February 6, 2008

Buckminster Fuller's Kiddie Koop Crib Revealed! Or, Uh, Someone's

buckys_kiddie_koop.jpg

Yeah, so I bought the book the Buckminster Fuller Master Index credits Bucky's crib design to: the all-new 1946 edition of Louise Zabriskie's parenting handbook, Mother & Baby Care in Pictures.

Sure enough, there's the Kiddie Koop in all its mesh box glory. NO frickin' idea where Fuller fits into the picture, though; he's not mentioned once. And neither is his planet-changing vision or design sense; this thing looks strictly off-the-40's-shelf.

So while we wait for the keepers of Fuller's archive at Stanford to get back to us, I'll post an interesting scan or invaluable snippet of dadvice from Mrs. Zabriskie.

Previously: Did Buckminster Fuller Really Design A Crib Called The Kiddie Koop?

14 Comments

This looks amazingly similar to a crib that white settlers used in the Australian Outback to keep all the insects and snakes away from the baby. I saw an example of this in the National Pioneer Women's Hall of Fame in Alice Springs. Not sure of the dates of when it was used then - maybe a case of people with similar needs coming up with similar solutions. Thought it was worth mentioning.

[insert dingo joke here -ed.]

An old aquantence of mine had one of these in her garage. She gave it to me as curiosity thing. I got lucky and found part of and old sticker in it other wise I would of had no idea what it was. would like more information on date and value of such a thing.

I was born in ‘54 the oldest of 4 children, and we all slept in this thing as babies.I have never seen one before or since until seeing it here.

where could i bye OR FIND a kiddie koop ? thank you! i born in 55, my mother in 33 and both had that bed time we were babies!

i have one i would willing to sale

do you still have the kiddie koop?

I just happen to have one of these safe and fun child containment devices I would be willing to part with for the mere pittance of $300. It is complete with the spring bottom, (so little tykes can bounce their heads off of the cage top) the cage top in all of its finger smashing offset hinged glory, fairly decent non-peeling lead based paint (tastes better ya know) and small wheels (I know the "big wheel" version is much more exciting when you think of the fun you could have with it on a steep driveway or sidewalk leading to a busy street) Contact Scott @ SerpentHunter@aol.com

If you are still looking for on of these kiddie koops you can have mine. its just the bed with no springs or mat. but i was told that there was a board that went inside that hinged in the middle. anyway you can have mine for $50.00. all have to do is bring it down from the cabin. feel free to contact me on it. oh ya you would have to pick it up in redford, mi or harrison, mi.

If you are still looking for on of these kiddie koops you can have mine. its just the bed with no springs or mat. but i was told that there was a board that went inside that hinged in the middle. anyway you can have mine for $50.00. all have to do is bring it down from the cabin. feel free to contact me on it. oh ya you would have to pick it up in redford, mi or harrison, mi. hartautoservice@yahoo.com

i have a 40's kiddie koop for sale, my grandmother used it for all of her children, then my mom used if for my sister and i, and i used it for all of my kids. contact me if interested

i DO have the original board and mattress, which is a plus since standard crib mattresses do not fit.
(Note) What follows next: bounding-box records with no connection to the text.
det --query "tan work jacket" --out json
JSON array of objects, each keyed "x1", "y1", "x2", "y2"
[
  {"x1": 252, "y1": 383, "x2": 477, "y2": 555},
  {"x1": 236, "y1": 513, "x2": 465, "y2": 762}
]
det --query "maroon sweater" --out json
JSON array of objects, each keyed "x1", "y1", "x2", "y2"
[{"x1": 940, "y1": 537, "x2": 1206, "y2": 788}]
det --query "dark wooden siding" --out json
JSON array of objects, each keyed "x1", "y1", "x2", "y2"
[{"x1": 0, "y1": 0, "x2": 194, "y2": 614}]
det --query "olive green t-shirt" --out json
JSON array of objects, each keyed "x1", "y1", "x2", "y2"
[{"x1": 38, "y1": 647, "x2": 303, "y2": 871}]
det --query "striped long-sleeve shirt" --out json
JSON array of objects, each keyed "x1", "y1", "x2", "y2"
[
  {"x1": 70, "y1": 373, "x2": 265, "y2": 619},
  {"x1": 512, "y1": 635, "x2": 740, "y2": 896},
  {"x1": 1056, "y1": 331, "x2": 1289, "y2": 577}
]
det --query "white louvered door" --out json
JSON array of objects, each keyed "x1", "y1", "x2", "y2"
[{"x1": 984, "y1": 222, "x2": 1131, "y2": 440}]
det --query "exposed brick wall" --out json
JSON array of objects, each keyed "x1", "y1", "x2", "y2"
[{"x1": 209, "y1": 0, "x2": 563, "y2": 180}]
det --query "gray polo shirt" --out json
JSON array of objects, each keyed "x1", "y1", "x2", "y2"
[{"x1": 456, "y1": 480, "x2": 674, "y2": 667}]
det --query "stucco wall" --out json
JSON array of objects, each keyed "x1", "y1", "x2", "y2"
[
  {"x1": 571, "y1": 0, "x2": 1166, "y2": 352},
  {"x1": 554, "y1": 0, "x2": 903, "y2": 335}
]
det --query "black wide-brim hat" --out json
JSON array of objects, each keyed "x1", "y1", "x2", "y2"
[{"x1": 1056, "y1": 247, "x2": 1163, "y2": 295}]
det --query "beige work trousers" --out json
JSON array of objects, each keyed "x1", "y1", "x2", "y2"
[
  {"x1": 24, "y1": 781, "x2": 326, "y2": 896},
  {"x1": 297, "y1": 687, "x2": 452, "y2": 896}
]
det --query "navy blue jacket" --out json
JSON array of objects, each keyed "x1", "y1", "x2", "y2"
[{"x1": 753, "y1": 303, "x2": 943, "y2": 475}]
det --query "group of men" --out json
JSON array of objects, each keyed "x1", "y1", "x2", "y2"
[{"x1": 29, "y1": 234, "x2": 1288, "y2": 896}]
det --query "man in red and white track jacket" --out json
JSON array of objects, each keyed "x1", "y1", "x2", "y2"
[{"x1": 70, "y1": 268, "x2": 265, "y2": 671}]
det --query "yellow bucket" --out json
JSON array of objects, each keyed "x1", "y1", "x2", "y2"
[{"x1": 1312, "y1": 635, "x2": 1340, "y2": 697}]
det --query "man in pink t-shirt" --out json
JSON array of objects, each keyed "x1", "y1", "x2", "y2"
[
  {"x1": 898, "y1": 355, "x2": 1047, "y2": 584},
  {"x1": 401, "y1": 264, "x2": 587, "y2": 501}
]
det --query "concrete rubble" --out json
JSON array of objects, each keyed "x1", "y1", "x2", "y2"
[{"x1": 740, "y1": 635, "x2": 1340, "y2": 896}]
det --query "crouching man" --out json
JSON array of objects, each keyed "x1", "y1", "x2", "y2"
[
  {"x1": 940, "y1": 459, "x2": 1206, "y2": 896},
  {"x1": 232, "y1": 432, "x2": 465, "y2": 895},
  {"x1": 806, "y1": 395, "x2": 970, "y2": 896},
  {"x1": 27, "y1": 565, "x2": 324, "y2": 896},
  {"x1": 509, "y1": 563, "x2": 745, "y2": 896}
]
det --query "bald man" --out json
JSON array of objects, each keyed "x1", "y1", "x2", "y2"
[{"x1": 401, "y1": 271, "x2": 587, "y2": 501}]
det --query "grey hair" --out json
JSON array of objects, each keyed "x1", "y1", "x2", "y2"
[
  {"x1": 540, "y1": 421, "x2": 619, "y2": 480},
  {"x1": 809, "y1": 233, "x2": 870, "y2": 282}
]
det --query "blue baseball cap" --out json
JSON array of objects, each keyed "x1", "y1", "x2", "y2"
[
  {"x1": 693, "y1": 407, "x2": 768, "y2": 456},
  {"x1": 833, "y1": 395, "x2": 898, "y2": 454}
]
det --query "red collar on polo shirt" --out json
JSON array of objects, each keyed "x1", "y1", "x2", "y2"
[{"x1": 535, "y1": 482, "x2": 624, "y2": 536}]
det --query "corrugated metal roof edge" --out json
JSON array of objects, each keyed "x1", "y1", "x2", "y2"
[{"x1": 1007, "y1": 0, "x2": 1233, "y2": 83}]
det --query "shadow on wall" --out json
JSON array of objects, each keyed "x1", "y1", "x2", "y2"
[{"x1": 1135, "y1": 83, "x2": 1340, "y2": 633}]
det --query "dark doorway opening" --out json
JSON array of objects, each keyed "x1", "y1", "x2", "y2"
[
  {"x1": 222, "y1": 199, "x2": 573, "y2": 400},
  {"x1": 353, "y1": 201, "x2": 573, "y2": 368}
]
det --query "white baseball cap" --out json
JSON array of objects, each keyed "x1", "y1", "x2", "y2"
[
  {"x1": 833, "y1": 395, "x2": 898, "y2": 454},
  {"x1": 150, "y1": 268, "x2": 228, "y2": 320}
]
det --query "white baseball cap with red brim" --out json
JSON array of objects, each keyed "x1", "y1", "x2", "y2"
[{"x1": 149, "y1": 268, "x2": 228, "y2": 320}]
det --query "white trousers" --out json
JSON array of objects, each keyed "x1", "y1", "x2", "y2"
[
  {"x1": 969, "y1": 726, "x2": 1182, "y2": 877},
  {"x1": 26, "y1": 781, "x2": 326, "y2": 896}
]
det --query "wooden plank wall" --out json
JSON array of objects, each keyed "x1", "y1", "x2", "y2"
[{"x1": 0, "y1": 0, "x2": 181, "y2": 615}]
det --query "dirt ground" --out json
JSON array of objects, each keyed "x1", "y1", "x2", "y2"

You would have to have one specially made to fit if its missing

I have a crib that is looks like the Kiddie Koop...it is in great shape. I used it for all my grandchildren and they loved it. I have no further need for it. Unlike the others mentioned, the screen is in great shape, it is complete with springs and two pads. $300 will buy it. I also saw one like it in Australia where it was called an English Porch Crib. It was reported to have been brought from England in the late 1800's. Don't know the origin of mine.

Brad Gooch, author of FLANNERY; A LIFE OF FLANNERY O'CONNOR, 2009, describes the crib by name as part of the O'Connors' furnishings in Savannah for Mary Flannery, born in 1925. Gooch states that it protected a child "from the pesky flies and mosquitoes of coastal Georgia" and that it was a common nursery furnishing after 1920, especially in the South. Its convenience for toddlers as a play pen is also noted, as it could be rolled outdoors in suitable weather.

Thanks for the update, I hadn't thought to search for it in bios of the time. But I've been meaning to read Gooch's book, so into the queue it goes.